Having been to Europe a few times already, my husband and I had seen the sights of Paris, but we’d never seen them through the eyes of a toddler. Yes, we’d seen Notre Dame, but we never chased the pigeons in front of Notre Dame while flinging a stuffed dog that traveled with us, and on every trip before and since. Never before had I noticed how kid-friendly Paris was- parks everywhere, Merry-Go-Rounds, puppet shows and sailing boats abound. And the people were fantastic-forget the stereotypes of rude, reserved Parisians. Give them a toddler with curly red hair and they were baby-talking, cheek-squeezing mush balls. Free sweets, “cuts” in line, and smiles were everywhere (and anyone who’s ever been to Paris knows how stingy Parisians are with smiles.) Sleep was sparing, but that was nothing new from being at home so why not not sleep in Paris?
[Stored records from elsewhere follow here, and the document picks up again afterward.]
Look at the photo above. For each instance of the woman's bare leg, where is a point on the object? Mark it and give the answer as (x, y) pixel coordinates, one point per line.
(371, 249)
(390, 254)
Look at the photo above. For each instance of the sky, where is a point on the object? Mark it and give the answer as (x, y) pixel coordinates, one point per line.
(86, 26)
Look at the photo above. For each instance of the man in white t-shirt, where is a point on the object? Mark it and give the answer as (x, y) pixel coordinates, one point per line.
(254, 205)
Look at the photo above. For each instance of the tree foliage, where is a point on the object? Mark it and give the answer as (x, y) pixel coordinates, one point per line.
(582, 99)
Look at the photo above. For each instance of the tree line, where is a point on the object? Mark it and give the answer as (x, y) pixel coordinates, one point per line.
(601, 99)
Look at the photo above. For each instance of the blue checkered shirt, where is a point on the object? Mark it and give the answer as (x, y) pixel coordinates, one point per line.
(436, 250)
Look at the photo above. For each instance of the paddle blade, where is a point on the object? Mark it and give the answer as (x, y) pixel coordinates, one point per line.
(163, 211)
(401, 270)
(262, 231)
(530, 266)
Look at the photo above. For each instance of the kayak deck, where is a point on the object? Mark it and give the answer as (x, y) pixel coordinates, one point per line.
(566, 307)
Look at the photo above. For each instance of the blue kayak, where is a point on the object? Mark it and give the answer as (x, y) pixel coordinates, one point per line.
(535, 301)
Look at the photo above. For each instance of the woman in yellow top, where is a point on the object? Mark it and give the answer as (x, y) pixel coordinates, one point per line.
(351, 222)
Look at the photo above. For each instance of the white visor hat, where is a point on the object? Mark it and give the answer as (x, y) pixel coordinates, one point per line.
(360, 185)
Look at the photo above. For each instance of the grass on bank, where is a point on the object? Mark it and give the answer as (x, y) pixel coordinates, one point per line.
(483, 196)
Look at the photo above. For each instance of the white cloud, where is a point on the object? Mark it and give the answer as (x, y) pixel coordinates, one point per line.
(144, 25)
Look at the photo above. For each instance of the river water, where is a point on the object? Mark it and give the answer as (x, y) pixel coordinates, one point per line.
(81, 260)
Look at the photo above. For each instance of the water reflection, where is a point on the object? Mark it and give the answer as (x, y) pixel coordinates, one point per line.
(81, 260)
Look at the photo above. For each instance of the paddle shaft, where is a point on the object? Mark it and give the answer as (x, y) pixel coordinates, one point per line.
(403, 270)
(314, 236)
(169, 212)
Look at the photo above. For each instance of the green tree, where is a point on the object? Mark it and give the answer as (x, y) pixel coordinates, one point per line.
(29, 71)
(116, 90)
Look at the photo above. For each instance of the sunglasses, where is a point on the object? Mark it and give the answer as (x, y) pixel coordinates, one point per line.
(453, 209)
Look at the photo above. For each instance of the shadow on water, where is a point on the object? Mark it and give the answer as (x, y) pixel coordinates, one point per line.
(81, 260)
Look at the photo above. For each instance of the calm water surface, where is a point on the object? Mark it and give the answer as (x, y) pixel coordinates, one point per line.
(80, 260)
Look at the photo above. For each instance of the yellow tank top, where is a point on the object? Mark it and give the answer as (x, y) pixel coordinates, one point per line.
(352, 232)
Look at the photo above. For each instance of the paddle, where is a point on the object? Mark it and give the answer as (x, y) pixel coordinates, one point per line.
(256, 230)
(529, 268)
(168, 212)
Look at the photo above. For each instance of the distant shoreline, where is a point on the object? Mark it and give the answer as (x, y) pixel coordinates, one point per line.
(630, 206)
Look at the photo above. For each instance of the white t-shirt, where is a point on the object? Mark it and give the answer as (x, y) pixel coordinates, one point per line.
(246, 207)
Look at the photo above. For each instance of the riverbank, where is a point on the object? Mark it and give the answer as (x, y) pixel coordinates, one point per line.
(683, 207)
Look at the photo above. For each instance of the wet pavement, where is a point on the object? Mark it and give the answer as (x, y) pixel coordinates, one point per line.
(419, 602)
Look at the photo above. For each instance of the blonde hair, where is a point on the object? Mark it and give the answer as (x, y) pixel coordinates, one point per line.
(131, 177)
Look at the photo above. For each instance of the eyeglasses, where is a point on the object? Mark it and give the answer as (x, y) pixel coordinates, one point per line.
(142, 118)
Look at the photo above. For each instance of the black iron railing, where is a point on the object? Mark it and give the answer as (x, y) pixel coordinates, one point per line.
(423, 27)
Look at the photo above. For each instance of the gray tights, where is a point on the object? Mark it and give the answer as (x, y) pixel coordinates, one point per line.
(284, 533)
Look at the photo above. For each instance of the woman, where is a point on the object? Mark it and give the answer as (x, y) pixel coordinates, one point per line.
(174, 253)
After gaining our sea legs in Paris, we moved on to visit relatives in Sicily. The Italians, as expected, love kids. Squeals of “bella bambina”, “bellisima”, and more free sweets marked our way through Taoromina, Caltigirone, Palermo, Agrigento and Siracusa. Did we see every tourist site on our list? No, but did we have the ultimate ice breaker to meet and interact with Sicilians? Absolutely. In our prior trips, we never felt like we really interacted with the locals. Now, we had no choice- we needed diapers, wipes, and snacks, just like every other parent out there. Thankfully, the locals were more than happy to help.
I’d be lying to say it was easy, but we had the trip of our lives and I’d do it again in a heartbeat. As for our daughter, no, she can’t remember the trip, but whenever I see her looking at the photos, or asking to go back so “she can remember this time”, I just smile.